Egon Zippel champions the "hand of the artist" with a postmodern return to the direct experience in his ballpoint sketches. In sharp contrast to his training and practice as a professional graphic artist, his drawings abandon all reference to carefully considered digitized designs and instead offer a sense of intimacy and insight into the dynamic creative spirit.
Shifting between the commercial and fine art worlds requires Zippel to focus intensely on physically communicating his raw expressive energy and intellect through mind-eye-hand coordination. His artistic vocabulary, however, retains a connection between his two working paradigms. Zippel calls his ballpoint sketches "Polaroids" because they are made on the spot. The difference, of course, it that Zippel himself acts as the camera, the filter, and the viewfinder.
Not surprisingly, Zippel asserts, "It's a challenge to create something that defies your education and training. I have been doing hand-made Polaroids for twenty years now, and I am more then ever intrigued by the simplicity and elegance of it."
As someone who is accustomed to time-consuming constructions using complex technologies, the human mechanics, and basic tools involved in creating an artistic "final product" is of particular interest to him. "Cameras can be manipulated, so of course they are subjective, but I find that there is greater flexibility with pen and paper. I can give immediate life to abstract ideas, thoughts, associations, and words as soon as they come to me. It is always an honest portrayal—nothing can be covered or distorted with expensive equipment, or betrayed by technological glitches and shortcomings."

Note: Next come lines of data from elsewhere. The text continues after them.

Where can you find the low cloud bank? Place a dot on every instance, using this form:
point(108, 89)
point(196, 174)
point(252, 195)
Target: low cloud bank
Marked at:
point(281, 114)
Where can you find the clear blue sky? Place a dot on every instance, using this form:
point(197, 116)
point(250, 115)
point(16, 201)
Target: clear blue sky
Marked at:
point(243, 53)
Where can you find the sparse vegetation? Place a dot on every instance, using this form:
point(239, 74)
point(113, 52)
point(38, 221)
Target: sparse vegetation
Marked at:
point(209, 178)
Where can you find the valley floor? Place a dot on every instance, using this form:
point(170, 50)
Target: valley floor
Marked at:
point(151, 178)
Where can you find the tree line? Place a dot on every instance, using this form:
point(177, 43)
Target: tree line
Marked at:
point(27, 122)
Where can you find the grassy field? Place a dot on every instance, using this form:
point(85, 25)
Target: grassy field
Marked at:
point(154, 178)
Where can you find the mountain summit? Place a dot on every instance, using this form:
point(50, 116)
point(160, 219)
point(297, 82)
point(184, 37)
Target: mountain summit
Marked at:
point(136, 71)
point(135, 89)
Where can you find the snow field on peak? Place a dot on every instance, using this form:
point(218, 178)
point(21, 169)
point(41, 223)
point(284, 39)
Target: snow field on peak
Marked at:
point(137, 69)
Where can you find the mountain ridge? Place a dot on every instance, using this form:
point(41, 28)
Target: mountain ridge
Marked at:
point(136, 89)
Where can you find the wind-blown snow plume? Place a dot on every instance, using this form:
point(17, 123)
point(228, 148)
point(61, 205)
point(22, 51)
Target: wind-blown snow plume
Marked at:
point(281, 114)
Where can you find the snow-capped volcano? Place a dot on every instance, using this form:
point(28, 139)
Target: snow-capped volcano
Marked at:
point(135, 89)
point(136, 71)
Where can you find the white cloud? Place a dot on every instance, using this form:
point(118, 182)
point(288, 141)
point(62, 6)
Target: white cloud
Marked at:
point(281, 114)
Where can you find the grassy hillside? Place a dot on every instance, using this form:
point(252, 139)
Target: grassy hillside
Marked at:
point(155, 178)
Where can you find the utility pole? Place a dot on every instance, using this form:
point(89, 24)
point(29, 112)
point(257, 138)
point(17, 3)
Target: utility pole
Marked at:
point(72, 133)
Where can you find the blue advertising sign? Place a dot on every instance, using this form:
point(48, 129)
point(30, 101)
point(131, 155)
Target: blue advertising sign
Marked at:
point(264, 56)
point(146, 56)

In a world of affluent technical possibilities, Zippel relishes the challenges of a return to the simplicity that is implied by ballpoint pens and index cards.

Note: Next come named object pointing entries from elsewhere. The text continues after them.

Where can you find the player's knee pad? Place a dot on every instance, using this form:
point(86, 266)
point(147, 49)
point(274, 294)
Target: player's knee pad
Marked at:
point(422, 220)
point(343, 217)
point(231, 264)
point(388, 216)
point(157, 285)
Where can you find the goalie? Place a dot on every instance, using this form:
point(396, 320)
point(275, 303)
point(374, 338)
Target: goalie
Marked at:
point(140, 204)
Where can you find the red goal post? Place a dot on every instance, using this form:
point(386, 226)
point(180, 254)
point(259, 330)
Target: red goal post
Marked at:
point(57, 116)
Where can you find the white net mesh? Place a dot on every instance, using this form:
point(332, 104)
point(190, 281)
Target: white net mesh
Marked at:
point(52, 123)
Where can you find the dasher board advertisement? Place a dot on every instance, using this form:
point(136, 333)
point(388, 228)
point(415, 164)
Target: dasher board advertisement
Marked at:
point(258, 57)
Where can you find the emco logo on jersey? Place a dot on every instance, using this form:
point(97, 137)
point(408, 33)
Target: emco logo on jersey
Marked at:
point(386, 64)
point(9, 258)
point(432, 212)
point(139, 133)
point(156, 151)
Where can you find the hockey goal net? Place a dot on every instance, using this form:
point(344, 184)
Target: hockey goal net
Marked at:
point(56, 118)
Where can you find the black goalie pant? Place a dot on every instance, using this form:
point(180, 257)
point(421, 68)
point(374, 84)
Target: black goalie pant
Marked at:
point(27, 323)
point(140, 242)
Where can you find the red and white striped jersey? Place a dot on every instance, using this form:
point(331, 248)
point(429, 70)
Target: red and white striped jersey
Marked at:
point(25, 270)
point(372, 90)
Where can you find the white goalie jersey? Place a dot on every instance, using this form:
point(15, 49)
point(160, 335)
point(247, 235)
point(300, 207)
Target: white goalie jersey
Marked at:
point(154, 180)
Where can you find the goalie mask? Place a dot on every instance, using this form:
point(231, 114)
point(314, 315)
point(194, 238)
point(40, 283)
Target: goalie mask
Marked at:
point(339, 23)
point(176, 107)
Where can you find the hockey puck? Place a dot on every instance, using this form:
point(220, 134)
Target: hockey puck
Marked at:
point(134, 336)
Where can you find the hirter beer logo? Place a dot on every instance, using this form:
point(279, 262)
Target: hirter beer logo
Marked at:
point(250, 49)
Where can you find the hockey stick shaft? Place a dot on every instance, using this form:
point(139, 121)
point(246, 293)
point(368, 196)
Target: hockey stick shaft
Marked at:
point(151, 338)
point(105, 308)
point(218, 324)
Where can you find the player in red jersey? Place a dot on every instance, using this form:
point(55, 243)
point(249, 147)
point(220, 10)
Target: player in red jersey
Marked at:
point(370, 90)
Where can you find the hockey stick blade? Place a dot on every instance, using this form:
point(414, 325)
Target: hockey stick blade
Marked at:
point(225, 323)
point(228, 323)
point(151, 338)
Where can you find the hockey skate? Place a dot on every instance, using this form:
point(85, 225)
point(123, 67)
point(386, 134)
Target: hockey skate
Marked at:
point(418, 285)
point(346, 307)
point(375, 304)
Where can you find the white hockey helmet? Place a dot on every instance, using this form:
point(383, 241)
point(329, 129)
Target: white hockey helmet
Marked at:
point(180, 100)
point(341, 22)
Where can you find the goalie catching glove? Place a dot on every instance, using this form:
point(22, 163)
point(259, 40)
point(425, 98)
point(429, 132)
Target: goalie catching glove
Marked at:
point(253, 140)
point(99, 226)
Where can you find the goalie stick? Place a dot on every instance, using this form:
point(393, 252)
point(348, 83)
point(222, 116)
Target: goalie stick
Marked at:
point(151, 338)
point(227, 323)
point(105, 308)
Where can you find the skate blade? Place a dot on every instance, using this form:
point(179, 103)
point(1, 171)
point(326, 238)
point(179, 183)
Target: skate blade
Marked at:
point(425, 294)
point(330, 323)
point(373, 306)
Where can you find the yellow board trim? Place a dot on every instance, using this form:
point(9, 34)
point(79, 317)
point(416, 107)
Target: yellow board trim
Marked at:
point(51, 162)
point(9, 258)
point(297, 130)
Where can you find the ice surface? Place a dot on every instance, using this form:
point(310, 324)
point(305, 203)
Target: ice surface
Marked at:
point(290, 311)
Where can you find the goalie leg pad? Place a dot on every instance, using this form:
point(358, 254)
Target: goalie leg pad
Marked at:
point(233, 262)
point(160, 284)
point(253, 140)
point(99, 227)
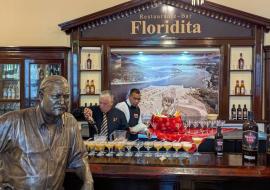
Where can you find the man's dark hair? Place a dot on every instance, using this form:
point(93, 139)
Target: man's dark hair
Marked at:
point(134, 90)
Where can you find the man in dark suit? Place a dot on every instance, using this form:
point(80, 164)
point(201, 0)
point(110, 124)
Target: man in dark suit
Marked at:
point(104, 119)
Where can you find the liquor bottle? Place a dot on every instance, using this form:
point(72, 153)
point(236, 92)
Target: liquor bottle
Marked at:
point(242, 88)
point(233, 112)
point(87, 87)
point(92, 87)
point(219, 142)
point(245, 112)
point(241, 62)
point(237, 88)
point(89, 62)
point(41, 75)
point(268, 144)
point(250, 139)
point(239, 113)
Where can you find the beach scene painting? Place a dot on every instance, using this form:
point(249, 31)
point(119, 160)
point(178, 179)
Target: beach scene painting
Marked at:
point(184, 80)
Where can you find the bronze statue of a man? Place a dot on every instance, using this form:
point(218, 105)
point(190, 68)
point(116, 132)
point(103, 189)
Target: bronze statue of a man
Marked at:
point(38, 144)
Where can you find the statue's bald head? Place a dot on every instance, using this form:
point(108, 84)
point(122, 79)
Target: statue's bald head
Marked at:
point(52, 81)
point(54, 95)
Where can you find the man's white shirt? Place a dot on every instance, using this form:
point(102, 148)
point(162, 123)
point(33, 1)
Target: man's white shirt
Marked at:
point(140, 127)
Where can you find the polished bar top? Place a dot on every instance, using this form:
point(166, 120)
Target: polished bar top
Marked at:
point(205, 165)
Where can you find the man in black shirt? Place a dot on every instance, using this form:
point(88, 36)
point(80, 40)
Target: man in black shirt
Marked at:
point(104, 119)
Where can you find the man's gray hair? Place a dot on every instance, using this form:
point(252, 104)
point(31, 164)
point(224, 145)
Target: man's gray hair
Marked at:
point(50, 80)
point(106, 93)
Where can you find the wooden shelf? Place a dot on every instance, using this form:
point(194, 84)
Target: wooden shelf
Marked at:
point(246, 95)
point(89, 94)
point(89, 70)
point(10, 80)
point(239, 70)
point(9, 100)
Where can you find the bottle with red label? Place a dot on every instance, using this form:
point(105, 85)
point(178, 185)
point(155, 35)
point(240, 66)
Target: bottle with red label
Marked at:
point(219, 142)
point(250, 139)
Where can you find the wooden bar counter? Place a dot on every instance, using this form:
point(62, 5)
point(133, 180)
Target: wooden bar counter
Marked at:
point(198, 172)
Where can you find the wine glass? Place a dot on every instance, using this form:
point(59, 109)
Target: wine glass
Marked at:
point(148, 145)
point(129, 145)
point(186, 146)
point(90, 145)
point(197, 141)
point(120, 145)
point(158, 145)
point(139, 145)
point(167, 145)
point(110, 145)
point(100, 146)
point(177, 146)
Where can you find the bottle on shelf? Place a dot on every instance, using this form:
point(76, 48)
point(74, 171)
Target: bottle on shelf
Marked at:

In early May, the artist opens his Polaroid-filled studio to fellow travelers and cohorts. Selecting from twenty years' worth of work, he has chosen to show those created in Ethiopia and Gambia, because these third-world countries are kindred spirits to the notion that complicated, personal experiences can be faithfully shared with the most rudimentary of tools.

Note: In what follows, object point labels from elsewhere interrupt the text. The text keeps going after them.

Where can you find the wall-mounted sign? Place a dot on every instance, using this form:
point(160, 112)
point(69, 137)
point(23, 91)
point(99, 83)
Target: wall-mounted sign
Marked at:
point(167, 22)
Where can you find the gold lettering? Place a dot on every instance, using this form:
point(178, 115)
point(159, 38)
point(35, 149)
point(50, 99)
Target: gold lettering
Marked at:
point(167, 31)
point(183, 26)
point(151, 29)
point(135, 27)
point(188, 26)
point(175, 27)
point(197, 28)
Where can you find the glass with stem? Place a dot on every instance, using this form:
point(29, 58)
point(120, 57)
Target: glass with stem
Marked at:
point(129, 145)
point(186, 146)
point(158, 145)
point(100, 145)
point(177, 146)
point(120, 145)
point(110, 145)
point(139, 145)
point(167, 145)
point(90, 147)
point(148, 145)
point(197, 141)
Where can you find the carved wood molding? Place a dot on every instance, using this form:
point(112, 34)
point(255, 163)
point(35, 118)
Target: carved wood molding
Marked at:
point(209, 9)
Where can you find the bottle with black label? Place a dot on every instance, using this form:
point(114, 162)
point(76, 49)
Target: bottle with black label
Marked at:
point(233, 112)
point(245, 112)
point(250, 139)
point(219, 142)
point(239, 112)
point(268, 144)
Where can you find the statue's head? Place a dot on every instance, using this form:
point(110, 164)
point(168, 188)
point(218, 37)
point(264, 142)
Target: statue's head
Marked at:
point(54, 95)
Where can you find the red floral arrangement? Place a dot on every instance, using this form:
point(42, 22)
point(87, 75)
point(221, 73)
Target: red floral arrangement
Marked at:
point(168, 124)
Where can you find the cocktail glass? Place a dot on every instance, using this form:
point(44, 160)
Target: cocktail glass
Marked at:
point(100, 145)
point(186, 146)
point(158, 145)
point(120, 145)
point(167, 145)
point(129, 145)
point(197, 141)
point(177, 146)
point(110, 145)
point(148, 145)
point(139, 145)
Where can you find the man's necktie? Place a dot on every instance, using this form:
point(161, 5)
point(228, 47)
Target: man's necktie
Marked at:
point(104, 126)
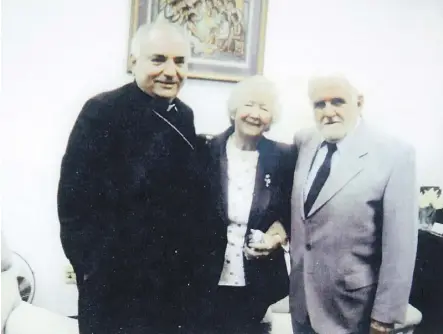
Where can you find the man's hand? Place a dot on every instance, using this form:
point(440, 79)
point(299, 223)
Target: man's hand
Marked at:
point(378, 327)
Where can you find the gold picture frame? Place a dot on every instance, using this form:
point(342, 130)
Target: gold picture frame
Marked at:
point(227, 36)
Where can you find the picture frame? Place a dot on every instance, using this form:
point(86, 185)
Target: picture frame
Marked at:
point(227, 36)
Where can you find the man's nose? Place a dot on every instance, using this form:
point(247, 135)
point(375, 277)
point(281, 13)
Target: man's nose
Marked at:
point(329, 110)
point(170, 68)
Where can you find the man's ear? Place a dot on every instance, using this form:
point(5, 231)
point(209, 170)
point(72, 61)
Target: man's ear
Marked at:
point(132, 60)
point(360, 101)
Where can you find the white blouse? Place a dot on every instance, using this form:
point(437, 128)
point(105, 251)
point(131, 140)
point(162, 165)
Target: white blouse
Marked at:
point(242, 167)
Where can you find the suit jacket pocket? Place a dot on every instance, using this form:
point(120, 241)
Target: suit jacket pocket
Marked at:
point(359, 279)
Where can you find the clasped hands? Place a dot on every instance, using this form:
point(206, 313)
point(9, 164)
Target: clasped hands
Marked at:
point(274, 237)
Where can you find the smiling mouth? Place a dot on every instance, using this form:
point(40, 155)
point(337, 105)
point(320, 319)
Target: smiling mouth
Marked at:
point(166, 83)
point(253, 124)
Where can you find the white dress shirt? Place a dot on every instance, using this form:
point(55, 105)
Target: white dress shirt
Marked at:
point(242, 168)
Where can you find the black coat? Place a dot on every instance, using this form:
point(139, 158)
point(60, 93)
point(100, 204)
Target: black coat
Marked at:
point(127, 199)
point(267, 277)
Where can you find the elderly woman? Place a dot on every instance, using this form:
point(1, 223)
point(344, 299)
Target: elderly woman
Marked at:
point(251, 180)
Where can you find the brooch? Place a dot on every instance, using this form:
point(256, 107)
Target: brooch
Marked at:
point(267, 180)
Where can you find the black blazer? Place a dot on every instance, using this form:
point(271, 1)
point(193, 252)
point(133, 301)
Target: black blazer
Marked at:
point(127, 208)
point(272, 202)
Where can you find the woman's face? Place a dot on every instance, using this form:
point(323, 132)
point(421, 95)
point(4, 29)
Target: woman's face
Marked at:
point(253, 118)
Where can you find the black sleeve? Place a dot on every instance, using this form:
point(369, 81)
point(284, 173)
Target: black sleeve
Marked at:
point(87, 198)
point(288, 161)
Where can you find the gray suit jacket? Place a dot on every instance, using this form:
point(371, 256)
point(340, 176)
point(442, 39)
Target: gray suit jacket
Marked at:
point(353, 254)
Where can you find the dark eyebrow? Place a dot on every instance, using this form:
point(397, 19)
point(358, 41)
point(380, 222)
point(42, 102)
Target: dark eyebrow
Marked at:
point(157, 57)
point(179, 60)
point(337, 101)
point(319, 104)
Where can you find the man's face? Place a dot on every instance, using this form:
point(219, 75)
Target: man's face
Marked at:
point(336, 110)
point(161, 67)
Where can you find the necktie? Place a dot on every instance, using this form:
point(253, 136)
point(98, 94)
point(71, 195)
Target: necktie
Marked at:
point(320, 179)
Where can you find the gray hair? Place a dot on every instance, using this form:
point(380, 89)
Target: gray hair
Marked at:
point(145, 29)
point(250, 87)
point(331, 80)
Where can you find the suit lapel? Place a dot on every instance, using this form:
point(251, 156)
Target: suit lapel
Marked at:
point(305, 166)
point(262, 188)
point(350, 164)
point(221, 173)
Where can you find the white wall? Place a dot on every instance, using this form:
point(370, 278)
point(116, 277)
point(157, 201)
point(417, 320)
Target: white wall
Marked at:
point(58, 53)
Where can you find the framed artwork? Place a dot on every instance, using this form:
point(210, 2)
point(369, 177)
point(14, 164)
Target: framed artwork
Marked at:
point(227, 36)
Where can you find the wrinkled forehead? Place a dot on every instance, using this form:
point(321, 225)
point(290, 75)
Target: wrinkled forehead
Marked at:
point(326, 90)
point(165, 42)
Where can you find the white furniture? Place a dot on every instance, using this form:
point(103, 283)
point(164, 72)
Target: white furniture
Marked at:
point(19, 317)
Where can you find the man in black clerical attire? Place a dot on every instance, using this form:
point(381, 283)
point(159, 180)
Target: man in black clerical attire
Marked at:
point(129, 193)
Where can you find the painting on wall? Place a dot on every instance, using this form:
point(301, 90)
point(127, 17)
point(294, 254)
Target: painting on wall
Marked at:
point(227, 36)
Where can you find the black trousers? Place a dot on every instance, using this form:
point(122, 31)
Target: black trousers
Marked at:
point(240, 310)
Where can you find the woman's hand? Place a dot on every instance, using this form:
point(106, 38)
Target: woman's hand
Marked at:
point(274, 237)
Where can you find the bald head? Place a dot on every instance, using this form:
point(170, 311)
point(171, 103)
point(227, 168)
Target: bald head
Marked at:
point(337, 105)
point(159, 55)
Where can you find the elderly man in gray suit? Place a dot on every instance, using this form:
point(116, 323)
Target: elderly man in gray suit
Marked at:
point(354, 219)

Zippel explains, "The Polaroids contain my artistic universe; they are the graphic essence of my daily experience. They are both a point of departure, an art diary that carries in itself the nuclei for all my other work, as well as finished works which stand on their own."
Combining the universal and the personal, Zippel's sketches recall the intuitive nature of Jackson Pollock, the small-scale poetics of Paul Klee, and the radical conceptualism of John Baldessari, replete with a contemporary global twist.
Writer and art enthusiast Talia Page has written for several New York publications.